Dans les grandes artères commerciales du Royaume, des malls huppés aux rues piétonnes populaires, un constat s’impose : les consommatrices marocaines, toutes générations confondues, plébiscitent majoritairement les marques de mode étrangères. Une préférence assumée, malgré l’émergence d’une poignée de marques locales talentueuses, qui peinent à renverser la vapeur.
Certaines enseignes marocaines, à l’image de Marwa, Diamantine ou Zyne, tentent de bousculer le paysage. Elles rivalisent parfois d’audace créative et affichent des prix compétitifs, souvent inférieurs à leurs homologues étrangers. Mais ces efforts, bien que réels, restent souvent noyés dans un environnement où l’étiquette européenne continue de briller comme un symbole de distinction sociale, de modernité, voire d’émancipation.
Des produits de qualité, mais une image faible
La qualité des tissus, le savoir-faire artisanal, et l’originalité des collections ne suffisent pas à inverser la tendance. Car le problème n’est pas tant le produit que l’image qu’il renvoie. Le « made in Morocco » souffre d’un déficit flagrant de stratégie marketing, de communication de marque et d’expérience client. Les consommatrices marocaines ne sont pas insensibles à l’origine du produit, mais elles veulent surtout acheter une vision, un style, une promesse — ce que les marques internationales savent parfaitement leur offrir.
L’absence d’un positionnement clair
Autre faiblesse majeure : le flou stratégique de nombreuses marques marocaines. Trop peu d’entre elles définissent clairement leur cible ou leur positionnement : mode haut de gamme ? accessible ? ethnique chic ? minimaliste ? Résultat : un message brouillé, des identités de marque faibles, et une clientèle qui hésite à s’engager.
Le rôle des influenceuses et des réseaux sociaux
Le terrain numérique est, lui aussi, occupé massivement par les marques étrangères. Les influenceuses marocaines, souvent rémunérées ou fournies par des marques internationales, alimentent ce biais. Elles posent avec des vêtements Zara, Mango, Bershka ou Shein, bien plus qu’avec des pièces locales. Les enseignes marocaines, en manque de budgets et de vision d’influence marketing, restent absentes de ce champ décisif pour les jeunes consommatrices.
Branding, design et storytelling : les grands oubliés
Même quand la qualité est au rendez-vous, le design des logos, le packaging, la présentation en boutique ou en ligne laissent parfois à désirer. L’expérience d’achat est encore trop souvent perçue comme “amatrice” face aux standards internationaux. À cela s’ajoute le manque de storytelling aspirationnel : peu de marques marocaines racontent une histoire forte, un univers inspirant.

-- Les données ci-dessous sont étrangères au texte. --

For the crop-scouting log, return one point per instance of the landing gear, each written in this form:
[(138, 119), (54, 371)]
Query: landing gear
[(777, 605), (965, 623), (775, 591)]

Elles vendent des produits là où les géants mondiaux vendent un rêve.
Un héritage culturel parfois mal assumé
Paradoxalement, l’identité marocaine, pourtant riche et précieuse, est encore trop peu intégrée dans les propositions stylistiques locales. Certaines clientes, notamment jeunes, veulent s’éloigner d’un imaginaire traditionnel perçu comme dépassé, sans pour autant trouver dans les marques locales une offre moderne mais enracinée. La mode marocaine gagnerait à revisiter ses racines de façon audacieuse, sans tomber dans le folklore ou la copie stérile des tendances occidentales.
Distribution, accessibilité et présence terrain
Enfin, la question de la distribution reste cruciale. Les marques internationales sont omniprésentes : malls, plateformes e-commerce, corners en magasins multimarques. À l’inverse, les marques marocaines manquent de visibilité dans les lieux clés, et leur présence en ligne reste souvent artisanale, sans logistique fluide ni expérience d’achat optimisée.
Un chantier à ouvrir : vers une nouvelle stratégie du « made in Morocco »
Selon un expert des tendances mode au Maroc, le défi n’est plus dans le produit, mais dans l’art de le vendre. Cela suppose une professionnalisation urgente dans des domaines aussi stratégiques que le marketing, le branding, l’événementiel et la communication digitale. Il est temps que les promoteurs du « made in Morocco » investissent autant dans leur image que dans leurs tissus.
Le succès ne viendra pas uniquement d’un bon modèle économique ou d’une jolie coupe : il viendra d’une vision. Et les marques marocaines ne manquent ni de talents, ni de ressources culturelles pour bâtir cette vision.